Un détenu a mis en cause une surveillante de la prison de Tarascon

Mardi après-midi, le tribunal correctionnel de Tarascon a relaxé Karim. Mais qui alors, a fait pénétrer dans l’enceinte du centre de détention de Tarascon, pas moins de 575 grammes de résine de cannabis et cinq téléphones portables ?

« Elle m’a piégé »

C’est la question que l’on était en droit de se poser suite au procès de ce quinquagénaire qui accusait carrément une surveillante pénitentiaire de l’établissement. « J’étais dans ma cellule quand elle a ouvert la porte et m’a dit « tiens » en me tendant une pochette. Je ne savais pas de quoi il s’agissait alors je l’ai rangée sous mon lit en attendant… Et c’est là que les surveillants sont arrivés pour l’inspection » racontait Karim. « Elle m’a piégé, c’est clair. Mais pourquoi, je n’en sais rien« . Sûr de lui, ce délinquant d’expérience, puisqu’il a déjà passé onze ans derrière les barreaux au gré de plusieurs condamnations, affirme qu’il n’a pas ouvert la pochette et que cela aurait été facilement vérifiable si on avait pris la peine de relever les empreintes.
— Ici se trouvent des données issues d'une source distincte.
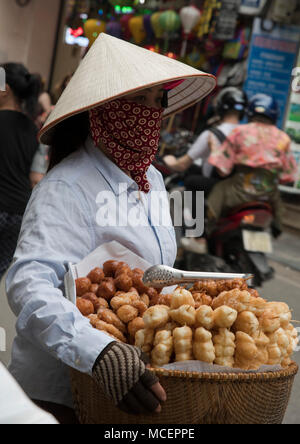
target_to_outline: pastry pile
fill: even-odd
[[[145,328],[143,315],[150,305],[168,302],[168,297],[143,284],[143,275],[143,270],[125,262],[108,261],[76,280],[77,308],[94,328],[134,344],[136,332]]]
[[[78,309],[94,328],[147,353],[155,368],[189,360],[243,370],[290,365],[298,335],[285,303],[267,302],[243,279],[161,294],[143,274],[106,262],[76,281]]]
[[[222,285],[228,289],[217,295]],[[157,368],[189,360],[242,370],[289,366],[298,343],[289,307],[246,287],[235,280],[177,288],[169,305],[144,313],[145,328],[136,333],[135,345]]]

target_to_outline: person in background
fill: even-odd
[[[204,191],[210,193],[214,185],[220,180],[220,176],[214,167],[207,161],[211,154],[211,143],[221,145],[227,136],[239,125],[247,108],[247,96],[238,88],[225,88],[217,97],[215,111],[220,117],[221,123],[216,128],[204,131],[196,140],[188,153],[176,159],[174,156],[166,156],[164,162],[174,171],[186,172],[185,187],[190,191]],[[202,164],[202,169],[192,167]],[[191,168],[192,167],[192,168]]]
[[[223,177],[207,201],[209,234],[223,213],[253,201],[265,201],[274,209],[273,234],[282,231],[279,183],[294,182],[297,164],[291,152],[289,136],[276,127],[280,110],[276,100],[255,95],[248,109],[250,123],[236,128],[223,145],[212,147],[209,163]]]
[[[247,96],[240,89],[234,87],[223,89],[215,101],[215,113],[221,119],[220,124],[204,131],[185,156],[179,159],[174,156],[164,158],[169,168],[178,172],[187,172],[184,186],[193,192],[191,218],[196,217],[197,191],[204,191],[207,198],[213,187],[222,180],[217,170],[208,163],[211,146],[220,146],[239,125],[245,115],[247,104]],[[204,238],[184,237],[181,238],[180,244],[185,250],[193,253],[207,252]]]
[[[52,99],[50,94],[45,89],[45,80],[42,78],[40,74],[36,74],[36,77],[39,79],[41,88],[40,95],[38,98],[38,115],[35,119],[36,126],[40,130],[44,123],[47,120],[47,117],[53,110],[54,106],[52,105]]]
[[[38,185],[47,174],[49,168],[49,155],[50,147],[40,143],[31,165],[30,182],[32,188]]]
[[[0,91],[0,279],[16,249],[31,195],[30,169],[38,149],[36,116],[40,82],[18,63],[2,65],[6,90]]]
Ces accusations auraient pu ne rester que « la parole sans valeur d’un détenu » dixit l’avocate de la défense, si la personne qu’il met en accusation n’avait eu un comportement sujet à caution.

En effet, si la fouille a été décidée ce jour-là, c’est justement parce que les collègues de la surveillante avaient soupçonné quelque chose d’anormal. En arrivant au travail, d’abord, cette surveillante avait pénétré dans l’enceinte de la prison avec un sac à dos opaque alors que le règlement, fraîchement rappelé au personnel, imposait des sacs transparents.

Les explications de la surveillante pénitentiaire n’ont pas convaincu

Ensuite et surtout, elle s’était emparée d’une clé à laquelle elle n’avait normalement pas accès, sans signer aucun document, pour pénétrer dans un quartier de détention où elle n’avait rien à faire. Ses explications n’ayant pas convaincu, la surveillante avait été placée à l’époque des faits (en 2010) en garde à vue, sa maison perquisitionnée. On y avait retrouvé la lettre d’amour, plus que déontologiquement mal venue, d’un détenu, mais rien qui puisse prouver un quelconque trafic de la part de cette femme en situation de surendettement.

« En l’état, il n’y a donc pas assez d’éléments pour la renvoyer devant ce tribunal » concluait donc mardi, la substitut du procureur Gwenaelle Le Flao, qui regrettait que les investigations n’aient pas été poussées plus loin, avec au minimum une confrontation entre les deux suspects. Mais qui restait déterminée à faire condamner Karim à 2 ans de prison.

La défense s’est donc attelée à générer suffisamment de doutes dans l’esprit du tribunal. « Il a reconnu être en possession d’un sixième téléphone portable, découvert dans son radio-réveil, alors que celle qu’il accuse n’a cessé de changer de version des faits. Même la direction du centre de détention loue la probité et le professionnalisme de tous ses agents… Sauf elle ! » a plaidé maître Alexandra Stora.

Face à tant d’incertitudes, le tribunal a condamné Karim seulement pour le téléphone dans le radio-réveil, à 4 mois de prison qu’il a déjà effectués.